地母神信仰の中心地だった地中海に面したトルコのエフェソスを訪れたことがあります。エフェソスは使徒ヨハネと聖母マリアの終焉の地とも言い伝えられています。

エフェソスは熱狂的なアルテミス信仰の中心地で紀元前7世紀から紀元3世紀にかけてエフェソスにあったアルテミス神殿は古代世界七不思議の一つでアテネのパルテノン神殿の倍近くの規模を誇っていました。女神アルテミスは地母神の神格を受け継ぐ豊穣の女神でした。

このアルテミス神殿を建設したのは武器をとって戦ったアマゾン女族という伝承があります。

アマゾン女族はディオドロスの『世界史』に「法律を定め、女たちには従軍させ、男たちには卑しい奴隷の仕事を課した。男児が生まれると、脚と腕を不自由にして、戦えなくし、これに対して女児は右の胸を焼かれて、大きくなったときに戦場で(右の乳房が弓を引く上で)邪魔にならないようにした。それゆえ、この民族はアマゾン(乳房がないもの)と呼ばれるようになった」とかかれています。
アマゾン女族は一般に種族保持のために、毎年、時を定めて他国を征服し男と交わり子種を得えて、生まれた子どものうち男児は殺すか障害を負わせて奴隷とするか、あるいは父親のもとに引き渡し、女児のみを後継者として育て女だけの社会を作ったと伝えられています。

アマゾン女族の原型は前7世紀からコーカサス、アナトリア、トラキア地方へ侵入し、前六世紀にはコーカサスから中央アジアを支配した遊牧スキタイ人で関連諸部族の発掘調査から騎乗の女性戦士が実在していたことが判明しています。

ギリシア人は前8世紀から前6世紀にかけて黒海沿岸に植民都市を建設して女性が騎乗して弓矢を使うスキタイ人と接触して、アマゾン女族の伝承が生まれたようです。女性がリーダーで決定権を持ち、男の軍隊と女の軍隊の両方があったようです。
アマゾン女族が生まれた男児を引き取らないのは、遊牧集団間での養子縁組のことで、民族間の友好の手段でした。障害を負わせて奴隷にする話は落馬による骨折が男子に多いことの誤解でギリシア人の誇張した脚色だったようです。
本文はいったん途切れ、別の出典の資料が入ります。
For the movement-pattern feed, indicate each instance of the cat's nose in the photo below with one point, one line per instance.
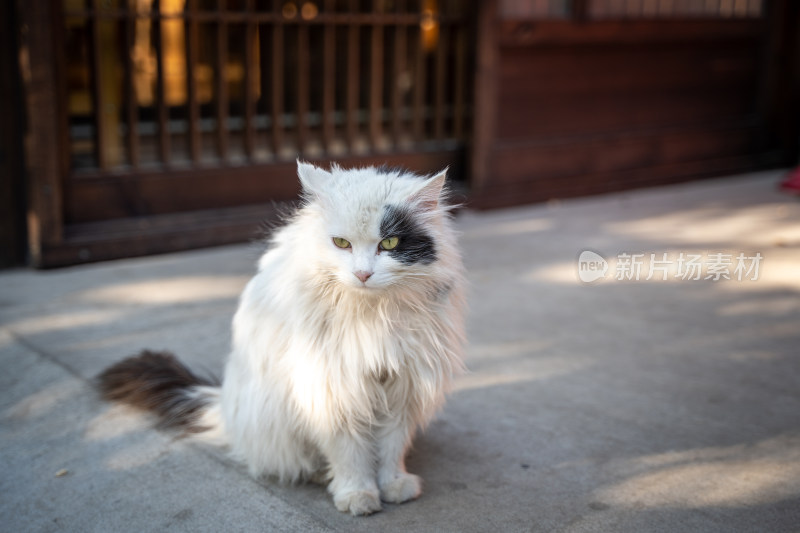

聖書の使徒行伝19章に「エフェソスの皆さん。エフェソスの町が、大女神アルテミスと天から下ったそのご神体との守護者であることを知らない者が、いったいいるでしょうか。」とあるようにエフェソスのアルテミス神殿のご神体はアマゾン女族が沼地で発見した黒い隕石でした。

ギリシャ神話のアルテミスは動物の多産と狩猟を司どる純潔の処女神と同時に気性の激しい男嫌いの女神で熊に変身して男たちを食い殺す残酷で恐ろしい狩人でもありました。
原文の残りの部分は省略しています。